Diversified manufacturer 3M Company (MMM - Free 3M Stock Report) announced its fourth-quarter financials this morning, and apparently the investment community was none too pleased with the results. Indeed, MMM is down a couple of percentage points in early market trading on the news. Specifically, the company said that it earned $1.88 a share, 13% better than the year-earlier tally and a couple of pennies ahead of the consensus estimate, but $0.02 shy of our forecast. The top line was a similar story, with the 0.4% year-over-year advance topping Wall Street's call, but coming up just shy of our 0.6% assumption.
As was the case in the first three quarters of 2016, the aforementioned share-earnings improvement was largely driven by aggressive stock repurchases. In fact, on an apples-to-apples basis, earnings advanced a much more moderate 2% in the December quarter. Meanwhile, strict cost management continued to lend a hand, with divestitures and layoffs helping trim operating costs by 2.3%.
The top line remained uninspiring at $7.329 as currency headwinds and the sale of businesses added to the problems of still sluggish organic local-currency growth. All told, the 0.4% uptick in sales was a product of a 1.6% organic local-currency increase, and a 0.8% and 0.4% respective drag by foreign currency translation and divestitures. Uneven global economies continued to be a big problem, with a decline in organic local-currency sales in EMEA (Europe, Middle East, and Africa), offsetting some of the gains from the Latin America/Canada and Asia Pacific regions. Domestic sales were up 1.2%.
From a business unit perspective, Industrial was the best performer, posting a 3.0% sales gain, followed by Safety and Graphics (+0.6%). All was not well, however, as sales were down 1.0% for Electronics and Energy, 0.7% lower in the Consumer segment, and dipped 0.1% in Health Care.
For the full year, earnings reached $8.16 a share, a 7.7% year-to-year increase. Sales pulled back 0.5%, to approximately $30.1 billion.
Looking forward, management essentially kept intact its 2017 guidance. It looks for $8.45 to $8.80 a share in earnings and a 1% to 3% increase in organic local-currency sales. All things considered, we've decided to maintain our stance, calling for $8.60 in share earnings and $30.45 billion in sales. Share repurchases are expected to remain the primary catalyst, with ongoing margin expansion pitching in.

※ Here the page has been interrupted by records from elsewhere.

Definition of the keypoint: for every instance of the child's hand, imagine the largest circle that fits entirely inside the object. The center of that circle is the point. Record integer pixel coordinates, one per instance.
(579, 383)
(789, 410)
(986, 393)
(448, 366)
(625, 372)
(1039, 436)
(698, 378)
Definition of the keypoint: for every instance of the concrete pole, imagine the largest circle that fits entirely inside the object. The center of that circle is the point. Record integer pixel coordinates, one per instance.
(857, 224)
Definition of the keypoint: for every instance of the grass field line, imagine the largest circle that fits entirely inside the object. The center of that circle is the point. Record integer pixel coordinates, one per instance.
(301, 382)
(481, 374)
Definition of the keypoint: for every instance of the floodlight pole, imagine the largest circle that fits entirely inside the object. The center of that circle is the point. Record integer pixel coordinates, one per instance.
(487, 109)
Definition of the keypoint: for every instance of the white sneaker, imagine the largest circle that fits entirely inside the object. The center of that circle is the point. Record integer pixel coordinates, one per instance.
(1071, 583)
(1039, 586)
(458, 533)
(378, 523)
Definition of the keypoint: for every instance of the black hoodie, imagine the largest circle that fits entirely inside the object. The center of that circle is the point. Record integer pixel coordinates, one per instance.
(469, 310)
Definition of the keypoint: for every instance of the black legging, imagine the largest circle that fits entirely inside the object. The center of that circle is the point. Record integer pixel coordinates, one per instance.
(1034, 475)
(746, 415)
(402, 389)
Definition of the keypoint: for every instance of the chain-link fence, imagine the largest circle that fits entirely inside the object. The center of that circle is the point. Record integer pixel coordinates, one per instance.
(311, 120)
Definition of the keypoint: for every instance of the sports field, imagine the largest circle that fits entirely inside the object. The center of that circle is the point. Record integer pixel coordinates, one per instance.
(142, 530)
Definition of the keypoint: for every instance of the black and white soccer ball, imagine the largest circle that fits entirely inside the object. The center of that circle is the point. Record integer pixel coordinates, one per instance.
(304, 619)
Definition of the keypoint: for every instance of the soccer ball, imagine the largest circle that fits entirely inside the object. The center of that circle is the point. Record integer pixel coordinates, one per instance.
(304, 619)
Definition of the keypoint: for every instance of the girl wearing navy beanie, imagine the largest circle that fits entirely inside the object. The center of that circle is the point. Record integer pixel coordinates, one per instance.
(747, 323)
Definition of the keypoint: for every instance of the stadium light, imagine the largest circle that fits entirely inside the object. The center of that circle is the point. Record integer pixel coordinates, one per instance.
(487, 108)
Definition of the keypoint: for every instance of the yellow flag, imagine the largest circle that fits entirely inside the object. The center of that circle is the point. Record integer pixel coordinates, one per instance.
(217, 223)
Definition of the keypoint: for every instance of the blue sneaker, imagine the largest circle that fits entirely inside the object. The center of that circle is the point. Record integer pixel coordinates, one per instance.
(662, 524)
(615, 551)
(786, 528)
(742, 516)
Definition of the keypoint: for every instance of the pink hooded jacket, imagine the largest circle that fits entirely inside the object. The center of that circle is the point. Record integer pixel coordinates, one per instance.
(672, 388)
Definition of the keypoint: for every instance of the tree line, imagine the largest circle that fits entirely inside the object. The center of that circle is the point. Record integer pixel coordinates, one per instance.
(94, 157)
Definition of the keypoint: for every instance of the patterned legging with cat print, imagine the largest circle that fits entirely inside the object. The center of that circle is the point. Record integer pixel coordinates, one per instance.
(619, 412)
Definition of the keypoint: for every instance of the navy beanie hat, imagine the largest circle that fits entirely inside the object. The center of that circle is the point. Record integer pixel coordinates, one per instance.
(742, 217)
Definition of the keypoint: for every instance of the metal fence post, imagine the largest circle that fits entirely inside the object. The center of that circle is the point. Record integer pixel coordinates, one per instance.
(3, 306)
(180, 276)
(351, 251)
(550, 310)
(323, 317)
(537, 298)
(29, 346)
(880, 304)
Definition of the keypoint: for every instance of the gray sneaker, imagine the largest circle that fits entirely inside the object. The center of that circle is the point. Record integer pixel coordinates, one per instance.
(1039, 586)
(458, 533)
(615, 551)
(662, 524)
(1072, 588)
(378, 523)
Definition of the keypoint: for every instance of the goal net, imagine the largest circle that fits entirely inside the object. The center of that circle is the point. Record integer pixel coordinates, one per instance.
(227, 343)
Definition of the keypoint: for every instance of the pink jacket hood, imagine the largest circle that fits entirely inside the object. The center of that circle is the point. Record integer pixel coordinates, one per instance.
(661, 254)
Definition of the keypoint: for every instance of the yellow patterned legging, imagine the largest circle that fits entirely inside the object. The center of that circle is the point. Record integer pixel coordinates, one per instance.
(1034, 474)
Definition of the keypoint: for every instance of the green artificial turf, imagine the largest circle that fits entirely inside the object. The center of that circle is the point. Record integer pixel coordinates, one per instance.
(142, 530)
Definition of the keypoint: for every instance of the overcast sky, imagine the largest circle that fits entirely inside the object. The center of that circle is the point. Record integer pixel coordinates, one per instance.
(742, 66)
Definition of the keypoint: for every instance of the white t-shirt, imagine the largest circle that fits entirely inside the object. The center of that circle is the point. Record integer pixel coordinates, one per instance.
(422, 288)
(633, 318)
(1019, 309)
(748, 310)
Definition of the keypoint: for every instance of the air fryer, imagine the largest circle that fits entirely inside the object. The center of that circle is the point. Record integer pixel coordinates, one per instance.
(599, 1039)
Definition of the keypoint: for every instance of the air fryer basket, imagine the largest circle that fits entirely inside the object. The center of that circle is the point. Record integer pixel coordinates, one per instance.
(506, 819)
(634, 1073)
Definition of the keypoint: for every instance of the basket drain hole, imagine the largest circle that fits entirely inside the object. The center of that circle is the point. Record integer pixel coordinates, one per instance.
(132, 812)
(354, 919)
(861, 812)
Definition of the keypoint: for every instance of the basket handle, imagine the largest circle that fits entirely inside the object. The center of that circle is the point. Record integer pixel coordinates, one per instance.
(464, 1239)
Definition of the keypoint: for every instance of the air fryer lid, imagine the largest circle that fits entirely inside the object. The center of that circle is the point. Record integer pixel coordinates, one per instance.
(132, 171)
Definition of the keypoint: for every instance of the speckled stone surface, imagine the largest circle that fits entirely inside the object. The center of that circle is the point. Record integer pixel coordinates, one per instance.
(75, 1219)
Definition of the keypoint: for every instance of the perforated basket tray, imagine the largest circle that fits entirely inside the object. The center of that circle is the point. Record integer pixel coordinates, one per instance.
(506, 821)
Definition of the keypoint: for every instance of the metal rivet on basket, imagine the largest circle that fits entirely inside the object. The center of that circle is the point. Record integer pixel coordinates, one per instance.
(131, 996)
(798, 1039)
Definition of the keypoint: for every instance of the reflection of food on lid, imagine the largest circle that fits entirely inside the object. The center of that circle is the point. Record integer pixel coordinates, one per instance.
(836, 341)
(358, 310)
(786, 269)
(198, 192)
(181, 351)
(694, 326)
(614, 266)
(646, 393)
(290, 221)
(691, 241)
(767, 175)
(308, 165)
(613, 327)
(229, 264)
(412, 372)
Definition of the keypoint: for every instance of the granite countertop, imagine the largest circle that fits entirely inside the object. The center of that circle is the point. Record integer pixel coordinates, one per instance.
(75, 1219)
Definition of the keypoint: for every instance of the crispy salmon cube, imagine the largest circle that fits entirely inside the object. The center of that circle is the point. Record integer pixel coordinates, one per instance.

As for the stock, we continue to think that it is overpriced. Indeed, despite today's share-price weakness, MMM continues to trade near its all-time high and sport a still-lofty price-to-earnings multiple, in our view. While the stock's Safety profile and income component likely add appeal for risk-averse parties, we advise that investors await a more substantial pull back in price before initiating a position here. We would like to see management find success on the product development front and deliver another game changer as a means to drive future growth rather than rely on stock buybacks and cost cutting.
About the Company: 3M, a component of the Dow Jones Industrial Average, is a diversified manufacturer that sells more than 50,000 products in more than 70 countries. Its five business segments include: Industrial (34% of 2016 sales); Safety & Graphics (18%); Healthcare (18%); Electronics & Energy (17%); and Consumer (15%).